What a sweet baby in her cute dress!


----------



## omahelen (Jan 3, 2013)

What a good job you did all those years ago. A family Heirloom.
She looks wonderful love the colour


----------



## nitnana (Feb 3, 2013)

Love that you saved that dress for 40 years & the next generation is wearing it. Lovely - baby, dress & workmanship! :thumbup:


----------



## docdot (Jul 11, 2013)

Darling little girl  
Our family takes good care and passes along handmade baby things.
Sometimes the items keep us in touch with folks who are no longer with us.


----------



## grma16 (Aug 26, 2012)

Both are adorable.


----------



## Hannelore (Oct 26, 2011)

It looks lovely and so does the model. :thumbup: :thumbup:


----------



## njbetsy (Apr 18, 2012)

Adorable


----------



## whitetail (Feb 19, 2011)

She is adorable, pretty dress


----------



## heatherb (Apr 14, 2013)

Looks good as new xx lovely pics too xx


----------



## jonibee (Nov 3, 2011)

It just goes to say there's nothing like how things were made years ago..The fabric has held its color and the sewing had to be good thread . It looks brand new and adorable on the little one..she's a doll! You did a great job!


----------



## Limey287 (Nov 6, 2011)

Just too cute


----------



## debsu (Jul 26, 2011)

Very pretty on a beautiful little girl!


----------



## mcguire (Feb 21, 2011)

3 yrs ago my Grandtr got married and night before at a dinner, in walked her dtr. in a dress I made for her to wear at her Aunts wedding.
they were the same age, dtr. was about 2 inch. taller and sleeves 
were a little tight. Mine was a peach/orange and hers was a blue. Made tears come when I saw it.


----------



## kimmyz (May 9, 2011)

Too precious! The dress looks brand new. How rewarding to see your lovely sewing enjoyed for generations.


----------



## judyr (Feb 20, 2011)

Pretty little dresses on pretty little girl babies - the cutest things!!!!!!!


----------



## subtlewitch (Sep 30, 2012)

Being the only member in my family to save my great, great grandma's embroidered table ecoutraments, I think that your family is very caring&#128156;


----------



## randiejg (Oct 29, 2011)

So cute for pretty little Robyn. And, the color still looks bright and crisp after all this time.

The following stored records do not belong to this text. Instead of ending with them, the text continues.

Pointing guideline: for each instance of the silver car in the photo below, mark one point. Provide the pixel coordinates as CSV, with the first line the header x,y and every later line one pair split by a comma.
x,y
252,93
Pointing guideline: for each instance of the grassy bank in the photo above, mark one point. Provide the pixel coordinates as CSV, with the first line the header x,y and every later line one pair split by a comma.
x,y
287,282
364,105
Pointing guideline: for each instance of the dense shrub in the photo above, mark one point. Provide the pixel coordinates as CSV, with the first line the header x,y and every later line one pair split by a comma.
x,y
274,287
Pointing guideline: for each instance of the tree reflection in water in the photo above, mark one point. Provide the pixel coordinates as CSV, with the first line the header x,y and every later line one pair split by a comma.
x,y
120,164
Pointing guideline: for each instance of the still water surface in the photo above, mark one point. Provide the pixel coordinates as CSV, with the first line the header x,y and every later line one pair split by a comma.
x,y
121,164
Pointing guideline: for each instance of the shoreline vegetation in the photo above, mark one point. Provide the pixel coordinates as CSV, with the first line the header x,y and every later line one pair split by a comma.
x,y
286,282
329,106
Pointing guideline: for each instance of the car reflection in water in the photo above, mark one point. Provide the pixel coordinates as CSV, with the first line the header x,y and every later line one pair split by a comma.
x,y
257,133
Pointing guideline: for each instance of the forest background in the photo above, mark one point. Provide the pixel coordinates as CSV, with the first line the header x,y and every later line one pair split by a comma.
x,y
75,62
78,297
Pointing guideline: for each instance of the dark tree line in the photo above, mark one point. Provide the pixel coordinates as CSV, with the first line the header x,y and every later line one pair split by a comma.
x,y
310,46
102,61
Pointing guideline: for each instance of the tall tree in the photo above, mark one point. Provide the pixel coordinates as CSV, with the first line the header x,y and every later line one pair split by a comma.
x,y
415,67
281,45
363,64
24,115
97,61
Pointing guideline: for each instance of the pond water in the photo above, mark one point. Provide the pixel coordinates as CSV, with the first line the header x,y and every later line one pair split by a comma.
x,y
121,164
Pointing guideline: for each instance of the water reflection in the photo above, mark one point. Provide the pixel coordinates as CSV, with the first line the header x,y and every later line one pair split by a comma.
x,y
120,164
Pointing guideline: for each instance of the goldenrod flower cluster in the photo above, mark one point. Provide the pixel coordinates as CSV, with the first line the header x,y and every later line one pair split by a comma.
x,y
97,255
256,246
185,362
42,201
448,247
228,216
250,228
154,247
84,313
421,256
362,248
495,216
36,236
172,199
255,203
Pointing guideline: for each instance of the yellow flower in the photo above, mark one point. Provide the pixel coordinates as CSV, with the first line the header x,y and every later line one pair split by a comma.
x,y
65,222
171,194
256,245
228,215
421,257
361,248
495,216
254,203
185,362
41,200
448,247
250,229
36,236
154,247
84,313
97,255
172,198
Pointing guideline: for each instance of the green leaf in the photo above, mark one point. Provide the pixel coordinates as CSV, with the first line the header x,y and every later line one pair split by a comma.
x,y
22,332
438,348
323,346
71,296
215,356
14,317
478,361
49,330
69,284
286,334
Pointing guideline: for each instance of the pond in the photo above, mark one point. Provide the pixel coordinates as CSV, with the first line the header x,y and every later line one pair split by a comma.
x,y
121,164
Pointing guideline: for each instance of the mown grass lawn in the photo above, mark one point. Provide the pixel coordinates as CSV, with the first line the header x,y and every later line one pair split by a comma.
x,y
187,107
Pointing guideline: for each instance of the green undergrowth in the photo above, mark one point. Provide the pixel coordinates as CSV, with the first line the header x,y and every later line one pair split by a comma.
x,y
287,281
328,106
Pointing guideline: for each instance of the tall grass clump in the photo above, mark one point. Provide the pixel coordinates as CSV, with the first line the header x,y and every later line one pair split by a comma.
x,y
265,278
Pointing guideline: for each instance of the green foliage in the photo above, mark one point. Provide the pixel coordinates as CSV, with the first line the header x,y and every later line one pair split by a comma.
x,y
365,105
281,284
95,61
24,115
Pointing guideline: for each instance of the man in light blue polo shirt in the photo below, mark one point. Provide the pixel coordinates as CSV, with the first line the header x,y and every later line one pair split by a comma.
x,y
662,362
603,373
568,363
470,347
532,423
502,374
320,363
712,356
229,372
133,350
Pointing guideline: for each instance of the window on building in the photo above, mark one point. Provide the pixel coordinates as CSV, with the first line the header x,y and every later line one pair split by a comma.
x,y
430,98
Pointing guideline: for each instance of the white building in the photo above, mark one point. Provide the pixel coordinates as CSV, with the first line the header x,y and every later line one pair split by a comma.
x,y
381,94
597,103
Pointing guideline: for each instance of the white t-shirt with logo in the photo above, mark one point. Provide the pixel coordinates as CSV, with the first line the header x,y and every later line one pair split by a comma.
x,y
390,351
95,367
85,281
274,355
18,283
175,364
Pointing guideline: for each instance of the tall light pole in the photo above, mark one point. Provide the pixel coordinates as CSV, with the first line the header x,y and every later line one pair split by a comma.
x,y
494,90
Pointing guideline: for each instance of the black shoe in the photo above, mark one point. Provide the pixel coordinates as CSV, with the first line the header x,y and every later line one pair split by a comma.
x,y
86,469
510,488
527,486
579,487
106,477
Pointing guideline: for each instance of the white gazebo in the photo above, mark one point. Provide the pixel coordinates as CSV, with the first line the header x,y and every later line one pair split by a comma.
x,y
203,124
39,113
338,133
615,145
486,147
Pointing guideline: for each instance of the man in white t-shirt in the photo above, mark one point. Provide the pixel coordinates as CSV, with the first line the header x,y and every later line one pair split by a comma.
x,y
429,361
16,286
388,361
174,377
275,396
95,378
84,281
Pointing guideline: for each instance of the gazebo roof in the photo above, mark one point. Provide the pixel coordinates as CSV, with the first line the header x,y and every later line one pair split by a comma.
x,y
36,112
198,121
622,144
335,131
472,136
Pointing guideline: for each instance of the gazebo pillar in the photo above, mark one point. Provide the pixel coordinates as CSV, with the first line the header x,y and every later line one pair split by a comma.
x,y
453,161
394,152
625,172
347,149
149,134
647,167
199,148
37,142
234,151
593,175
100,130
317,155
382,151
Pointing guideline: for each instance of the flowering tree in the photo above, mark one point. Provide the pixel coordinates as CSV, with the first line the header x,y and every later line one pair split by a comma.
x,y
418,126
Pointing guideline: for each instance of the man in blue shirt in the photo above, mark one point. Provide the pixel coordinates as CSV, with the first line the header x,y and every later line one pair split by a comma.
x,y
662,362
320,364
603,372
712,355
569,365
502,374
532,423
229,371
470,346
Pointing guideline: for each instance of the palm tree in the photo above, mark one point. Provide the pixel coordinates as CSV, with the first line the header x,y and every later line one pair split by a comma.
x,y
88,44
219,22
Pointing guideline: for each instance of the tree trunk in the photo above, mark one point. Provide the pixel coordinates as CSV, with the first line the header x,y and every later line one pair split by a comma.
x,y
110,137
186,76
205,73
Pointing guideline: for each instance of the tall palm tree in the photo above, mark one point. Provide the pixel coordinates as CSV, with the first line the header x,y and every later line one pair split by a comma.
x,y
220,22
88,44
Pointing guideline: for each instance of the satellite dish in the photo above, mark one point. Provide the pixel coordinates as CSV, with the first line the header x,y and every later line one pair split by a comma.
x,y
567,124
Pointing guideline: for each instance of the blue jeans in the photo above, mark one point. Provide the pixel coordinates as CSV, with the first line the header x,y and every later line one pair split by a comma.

If you have a picture of her mum wearing the dress, it would make a nice photo display to have them side-by-side in the same dress.


----------



## Munchn (Mar 3, 2013)

~~ a very cute and well cared for dress. Love the shade of pink.


----------



## KnittyGritty800 (Apr 1, 2014)

How special! The baby and the dress are beautiful. My mom used to make dresses for my half-sister with puffy sleeves like that and when I had to help with the weekly ironing because mom was working, I hated having to iron those darned sleeves!!!

Bob
The KnittyGritty


----------



## diana999 (Mar 24, 2011)

very nice and the baby is so cute and happy very nice


----------



## gginastoria (Jun 2, 2013)

so sweet! All the items I sewed or knitted have vanished into the universe but hopefully were enjoyed and passed on by others.


----------



## kiwiannie (Jul 30, 2011)

Both are beautiful.


----------



## Dimples16 (Jan 28, 2011)

Pretty dress. Cute baby.


----------



## gr8 (Jul 4, 2013)

So sweet to see such a happy baby - and so up-to-date in her 'vintage' dress.


----------